Having clearly spent a lot of the evening thinking on her feet, Zoe arched an eyebrow in an excellent portrayal of an indignant girlfriend, looked up at him accusingly and said, ‘You never told me about her.’
‘No, well, it’s not something I choose to dwell on,’ Dan said, wondering if the discomfort he felt whenever he was reminded of it would ever ease.
Samantha, on the other hand, he thought, catching a tiny flare of triumph in her eyes, looked about as comfortable as it was possible to be because she was clearly in her absolute element here. ‘She sold her story about your relationship to the press, didn’t she?’
‘She did.’
‘God, how awful,’ said Zoe, pity and sympathy written all over her lovely face and shimmering in her mesmerising eyes as she gazed up at him. ‘Why did she do it?’
‘I broke up with her.’ The minute a flowery wash bag had unexpectedly appeared in his bathroom a month after they’d started seeing each other and she’d stormed out accusing him of being a cold, aloof commitment-phobe.
‘So it was a spurned lover kind of thing?’
‘I guess.’
Zoe sniffed. ‘What a cliché.’
It wasn’t just a cliché, he thought darkly. It was also a pain, and frankly he was utterly fed up with the way that what Jasmine had done continued to linger. It had been six months ago, for heaven’s sake, yet it showed no sign of being today’s fish and chip wrapping.
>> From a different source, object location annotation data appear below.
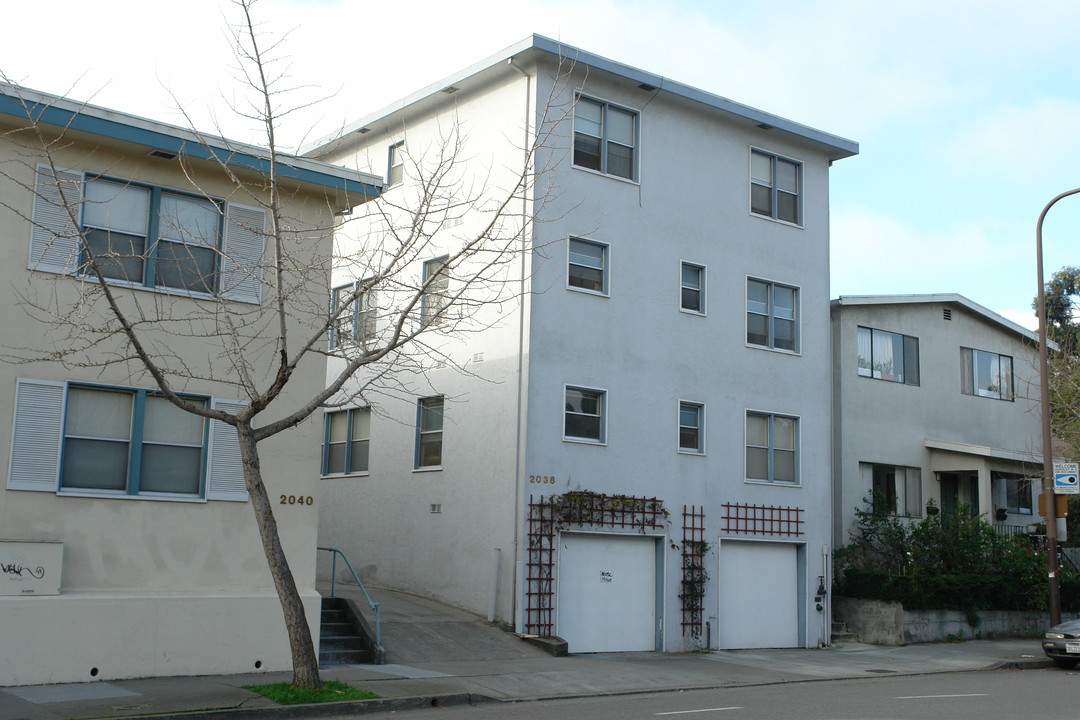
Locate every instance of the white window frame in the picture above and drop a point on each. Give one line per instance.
(771, 315)
(969, 375)
(702, 295)
(771, 186)
(435, 297)
(909, 350)
(395, 164)
(350, 416)
(601, 416)
(771, 449)
(700, 407)
(604, 140)
(421, 434)
(907, 501)
(361, 318)
(605, 268)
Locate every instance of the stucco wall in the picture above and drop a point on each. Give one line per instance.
(152, 586)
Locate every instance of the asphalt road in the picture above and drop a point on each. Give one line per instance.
(988, 695)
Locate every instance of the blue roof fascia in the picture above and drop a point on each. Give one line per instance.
(51, 114)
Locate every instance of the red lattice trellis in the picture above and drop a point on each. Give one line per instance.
(580, 508)
(694, 574)
(763, 519)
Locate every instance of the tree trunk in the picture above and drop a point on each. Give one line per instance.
(305, 662)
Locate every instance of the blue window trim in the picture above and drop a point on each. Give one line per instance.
(390, 164)
(419, 420)
(351, 413)
(152, 235)
(771, 450)
(135, 445)
(605, 140)
(773, 188)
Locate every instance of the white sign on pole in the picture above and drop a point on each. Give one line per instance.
(1066, 478)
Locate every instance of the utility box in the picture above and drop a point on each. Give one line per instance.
(30, 567)
(1061, 505)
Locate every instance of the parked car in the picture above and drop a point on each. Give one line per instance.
(1062, 643)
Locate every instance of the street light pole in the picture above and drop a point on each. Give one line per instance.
(1048, 451)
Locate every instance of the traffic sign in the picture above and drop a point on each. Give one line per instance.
(1066, 478)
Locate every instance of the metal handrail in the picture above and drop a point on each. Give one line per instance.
(372, 603)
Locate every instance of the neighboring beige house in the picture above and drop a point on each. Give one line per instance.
(935, 399)
(127, 546)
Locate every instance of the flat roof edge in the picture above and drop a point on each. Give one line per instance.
(841, 147)
(30, 105)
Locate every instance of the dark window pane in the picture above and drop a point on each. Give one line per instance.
(688, 438)
(335, 458)
(620, 161)
(760, 200)
(431, 449)
(171, 469)
(94, 464)
(757, 329)
(118, 256)
(589, 279)
(584, 426)
(691, 299)
(185, 267)
(358, 460)
(586, 151)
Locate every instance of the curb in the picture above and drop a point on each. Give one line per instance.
(327, 709)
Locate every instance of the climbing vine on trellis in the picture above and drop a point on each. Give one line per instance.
(576, 508)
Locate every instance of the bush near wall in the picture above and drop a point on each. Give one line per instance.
(945, 561)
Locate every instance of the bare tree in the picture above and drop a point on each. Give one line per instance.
(258, 348)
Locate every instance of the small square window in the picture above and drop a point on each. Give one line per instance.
(899, 489)
(775, 187)
(692, 288)
(772, 448)
(986, 375)
(691, 428)
(586, 269)
(429, 432)
(583, 415)
(355, 324)
(772, 315)
(605, 138)
(891, 356)
(348, 437)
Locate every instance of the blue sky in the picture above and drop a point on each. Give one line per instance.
(968, 112)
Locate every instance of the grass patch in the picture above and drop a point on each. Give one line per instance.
(283, 693)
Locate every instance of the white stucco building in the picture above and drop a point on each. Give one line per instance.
(661, 366)
(127, 543)
(935, 401)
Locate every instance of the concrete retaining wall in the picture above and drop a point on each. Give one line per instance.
(878, 622)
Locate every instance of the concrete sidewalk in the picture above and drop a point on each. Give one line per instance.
(441, 655)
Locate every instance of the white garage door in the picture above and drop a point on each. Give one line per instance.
(607, 593)
(759, 595)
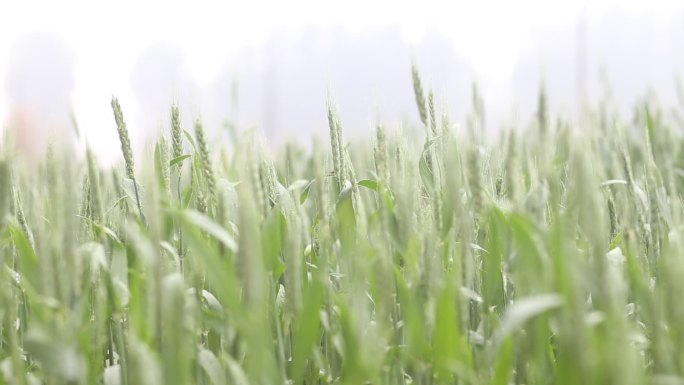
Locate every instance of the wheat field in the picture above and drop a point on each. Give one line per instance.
(545, 254)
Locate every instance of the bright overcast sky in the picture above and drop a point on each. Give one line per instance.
(109, 36)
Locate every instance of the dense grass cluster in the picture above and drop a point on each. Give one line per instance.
(549, 253)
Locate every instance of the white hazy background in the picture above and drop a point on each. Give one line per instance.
(269, 63)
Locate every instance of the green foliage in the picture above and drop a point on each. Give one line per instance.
(543, 256)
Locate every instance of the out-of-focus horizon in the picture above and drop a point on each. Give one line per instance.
(270, 64)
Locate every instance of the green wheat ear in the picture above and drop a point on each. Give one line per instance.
(207, 170)
(176, 133)
(126, 150)
(124, 139)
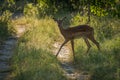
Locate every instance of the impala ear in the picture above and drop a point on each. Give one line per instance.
(63, 18)
(54, 19)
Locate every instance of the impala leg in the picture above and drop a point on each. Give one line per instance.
(88, 44)
(72, 44)
(95, 42)
(61, 47)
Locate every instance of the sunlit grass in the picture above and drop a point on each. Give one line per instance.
(33, 59)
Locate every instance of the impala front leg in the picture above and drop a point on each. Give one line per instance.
(61, 47)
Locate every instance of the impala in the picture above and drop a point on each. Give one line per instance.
(71, 33)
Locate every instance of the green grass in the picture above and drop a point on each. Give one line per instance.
(33, 59)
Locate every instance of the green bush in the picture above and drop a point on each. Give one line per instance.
(6, 28)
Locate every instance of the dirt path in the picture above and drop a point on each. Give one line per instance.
(6, 52)
(69, 70)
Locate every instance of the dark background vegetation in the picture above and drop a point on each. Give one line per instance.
(102, 15)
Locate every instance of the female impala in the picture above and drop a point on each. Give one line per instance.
(69, 34)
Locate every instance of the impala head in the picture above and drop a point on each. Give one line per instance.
(59, 21)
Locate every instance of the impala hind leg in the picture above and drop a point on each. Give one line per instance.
(88, 44)
(61, 47)
(72, 44)
(95, 42)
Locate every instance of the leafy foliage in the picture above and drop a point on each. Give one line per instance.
(6, 28)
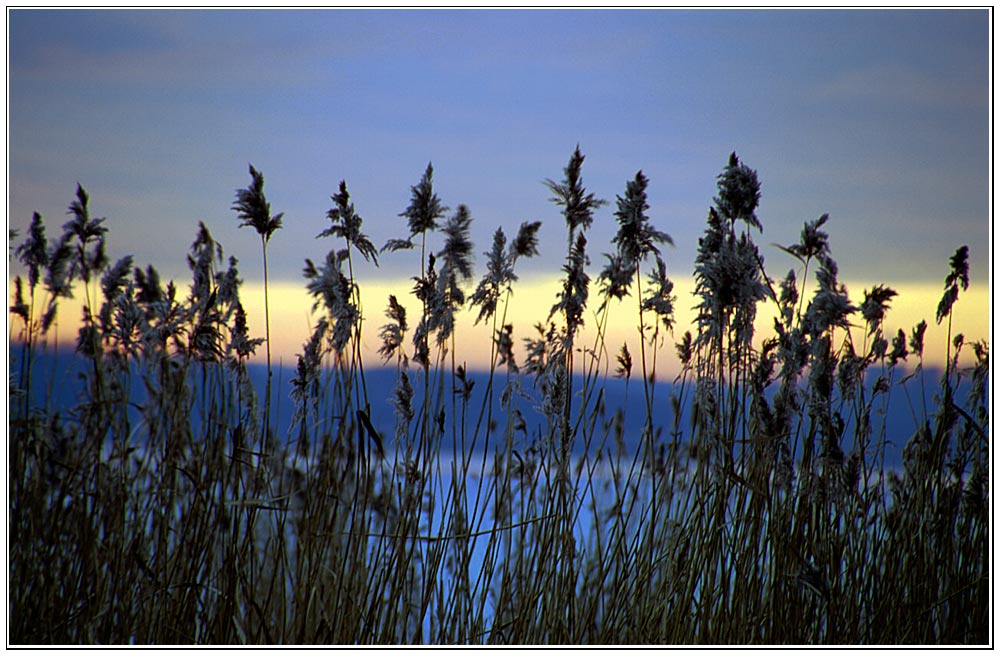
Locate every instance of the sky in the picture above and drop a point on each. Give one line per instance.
(880, 118)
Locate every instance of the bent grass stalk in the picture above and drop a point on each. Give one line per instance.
(766, 511)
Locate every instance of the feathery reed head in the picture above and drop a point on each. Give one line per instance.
(254, 210)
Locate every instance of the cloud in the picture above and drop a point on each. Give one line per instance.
(899, 86)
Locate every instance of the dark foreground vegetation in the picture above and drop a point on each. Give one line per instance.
(764, 512)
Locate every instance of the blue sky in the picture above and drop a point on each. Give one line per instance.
(878, 117)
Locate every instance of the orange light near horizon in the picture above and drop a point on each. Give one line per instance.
(292, 321)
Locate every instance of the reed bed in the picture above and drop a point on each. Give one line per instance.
(164, 507)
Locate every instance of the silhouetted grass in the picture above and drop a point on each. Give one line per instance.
(765, 513)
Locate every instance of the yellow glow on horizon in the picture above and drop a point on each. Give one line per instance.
(292, 320)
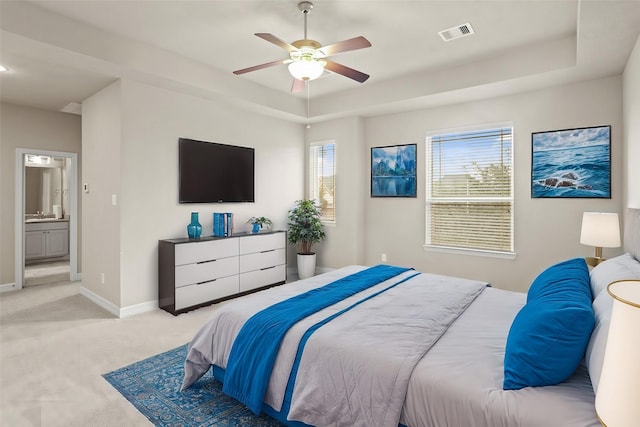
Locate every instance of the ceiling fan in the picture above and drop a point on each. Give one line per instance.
(308, 58)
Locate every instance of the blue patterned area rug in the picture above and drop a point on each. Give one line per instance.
(153, 387)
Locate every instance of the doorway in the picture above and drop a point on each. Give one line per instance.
(60, 208)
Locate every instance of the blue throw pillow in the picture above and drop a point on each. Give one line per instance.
(549, 335)
(571, 276)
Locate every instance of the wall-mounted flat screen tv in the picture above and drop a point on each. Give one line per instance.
(215, 173)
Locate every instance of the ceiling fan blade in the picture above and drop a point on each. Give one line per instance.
(298, 85)
(260, 67)
(345, 46)
(346, 71)
(273, 39)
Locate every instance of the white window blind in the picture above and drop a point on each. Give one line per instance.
(322, 178)
(470, 190)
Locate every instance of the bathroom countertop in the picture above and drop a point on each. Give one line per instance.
(32, 220)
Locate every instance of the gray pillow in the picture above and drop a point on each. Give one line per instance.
(623, 267)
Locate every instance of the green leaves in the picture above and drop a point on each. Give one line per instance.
(305, 225)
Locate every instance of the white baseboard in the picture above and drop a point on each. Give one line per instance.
(7, 287)
(115, 310)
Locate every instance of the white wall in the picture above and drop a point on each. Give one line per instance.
(102, 172)
(152, 120)
(546, 230)
(345, 240)
(29, 128)
(631, 96)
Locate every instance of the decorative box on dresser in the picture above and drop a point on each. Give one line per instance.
(193, 273)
All he wanted was to forget about it, but he wasn’t being allowed to.
‘Didn’t you know?’ asked Samantha, snapping her focus round to Zoe.
‘Oh, well, we’ve been rather wrapped up in our own little cocoon of love, haven’t we, Honeybun?’ Zoe murmured, sliding her hand to his lower back and beaming up at him soppily.
‘We have.’ He dropped a quick hard kiss on her cheek and felt her shiver.
‘You’ve certainly managed to keep it extremely quiet,’ said Harriet.
‘Are you surprised?’ said Dan.
‘And what about all those other women?’ asked Samantha.
Zoe lifted her eyebrows a millimetre or two. Other women? she mouthed.